REACH has indicated that substances (e.g. intermediates, raw materials and formulation inerts) having endocrine disrupting properties will require further investigation. A number of factors will be taken into account (e.g. substitution, exposure control) before such compounds can be authorised for use. Therefore, continued use of such substances will be restricted.
In the draft revision of the 91/414 pesticide directive, active substances in a plant protection product considered to have endocrine disrupting properties that may be of toxicological significance in humans or non-target organisms will not be approved.

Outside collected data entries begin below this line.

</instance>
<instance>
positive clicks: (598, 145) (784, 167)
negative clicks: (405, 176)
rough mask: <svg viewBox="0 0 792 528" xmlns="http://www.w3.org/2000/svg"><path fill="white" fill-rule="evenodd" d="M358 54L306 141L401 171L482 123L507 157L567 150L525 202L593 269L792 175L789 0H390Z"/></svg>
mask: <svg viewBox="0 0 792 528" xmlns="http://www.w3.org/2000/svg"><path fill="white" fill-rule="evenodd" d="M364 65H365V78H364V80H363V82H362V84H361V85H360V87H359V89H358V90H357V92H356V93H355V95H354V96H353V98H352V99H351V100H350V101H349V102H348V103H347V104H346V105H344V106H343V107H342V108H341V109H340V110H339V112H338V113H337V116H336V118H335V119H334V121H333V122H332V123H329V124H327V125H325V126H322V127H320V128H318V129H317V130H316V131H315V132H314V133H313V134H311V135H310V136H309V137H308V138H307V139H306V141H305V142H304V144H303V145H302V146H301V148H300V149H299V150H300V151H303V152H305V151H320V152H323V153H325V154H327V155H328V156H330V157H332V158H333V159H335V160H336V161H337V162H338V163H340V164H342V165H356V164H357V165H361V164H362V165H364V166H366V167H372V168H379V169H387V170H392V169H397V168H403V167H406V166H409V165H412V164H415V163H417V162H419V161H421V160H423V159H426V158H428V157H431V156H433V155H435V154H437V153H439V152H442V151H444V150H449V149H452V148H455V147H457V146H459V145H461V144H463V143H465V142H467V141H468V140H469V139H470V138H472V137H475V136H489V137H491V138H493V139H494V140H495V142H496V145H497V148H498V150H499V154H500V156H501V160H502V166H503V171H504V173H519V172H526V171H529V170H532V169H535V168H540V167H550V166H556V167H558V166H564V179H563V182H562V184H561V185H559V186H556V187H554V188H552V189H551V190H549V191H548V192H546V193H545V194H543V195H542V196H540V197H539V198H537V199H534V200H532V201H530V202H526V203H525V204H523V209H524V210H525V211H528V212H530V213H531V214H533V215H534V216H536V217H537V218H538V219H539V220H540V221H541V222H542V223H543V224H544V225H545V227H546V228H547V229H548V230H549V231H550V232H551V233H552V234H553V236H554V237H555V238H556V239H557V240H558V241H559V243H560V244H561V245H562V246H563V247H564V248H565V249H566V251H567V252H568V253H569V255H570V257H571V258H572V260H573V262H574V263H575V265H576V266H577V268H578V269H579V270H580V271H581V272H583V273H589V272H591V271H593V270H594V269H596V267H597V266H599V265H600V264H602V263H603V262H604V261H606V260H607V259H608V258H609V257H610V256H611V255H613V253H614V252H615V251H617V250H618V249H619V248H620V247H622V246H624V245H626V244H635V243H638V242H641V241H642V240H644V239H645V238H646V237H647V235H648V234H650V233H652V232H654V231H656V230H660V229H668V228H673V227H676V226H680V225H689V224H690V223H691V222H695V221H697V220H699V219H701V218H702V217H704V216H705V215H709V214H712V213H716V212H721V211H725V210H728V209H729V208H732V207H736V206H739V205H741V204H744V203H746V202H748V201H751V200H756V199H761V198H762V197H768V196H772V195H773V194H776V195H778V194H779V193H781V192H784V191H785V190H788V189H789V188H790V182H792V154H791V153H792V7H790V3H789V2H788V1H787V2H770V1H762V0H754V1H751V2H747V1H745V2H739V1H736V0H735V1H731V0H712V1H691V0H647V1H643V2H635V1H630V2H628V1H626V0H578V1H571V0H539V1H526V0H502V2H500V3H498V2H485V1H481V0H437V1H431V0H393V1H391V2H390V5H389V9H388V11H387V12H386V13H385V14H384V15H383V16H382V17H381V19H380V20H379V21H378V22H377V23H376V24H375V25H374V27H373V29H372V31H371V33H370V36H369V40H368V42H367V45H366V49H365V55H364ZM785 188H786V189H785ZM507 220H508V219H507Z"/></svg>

For both chemicals and pesticides, a definition of endocrine disruption is not supplied in either of these documents. Therefore, there is a significant possibility that different interpretations of what is or is not an endocrine disruption effect would lead to inappropriate classification of chemicals/pesticides as endocrine disruptors. This would have a serious impact on the registration, use and movement of such substances and, hence, it is critical that the term ‘endocrine disruption’ is defined in a scientifically sound way. Moreover, clear guidance is needed on the nature and quality of technical data required to conclude that a chemical induces an endocrine disruption leading to adverse effects through modes of action relevant to humans and non-target organisms.
Terms of Reference
- Critically review all available definitions of endocrine disruption which apply to both human health and other organisms in the environment.
- Identify key and common themes from all definitions, as well as the relevance of these to chemical classification and risk assessment.
- Provide guidance on the nature and quality of data required to conclude the induction of endocrine disruption and causation of any adverse effects. This should include the ability to evaluate the potency of any endocrine disruption observed.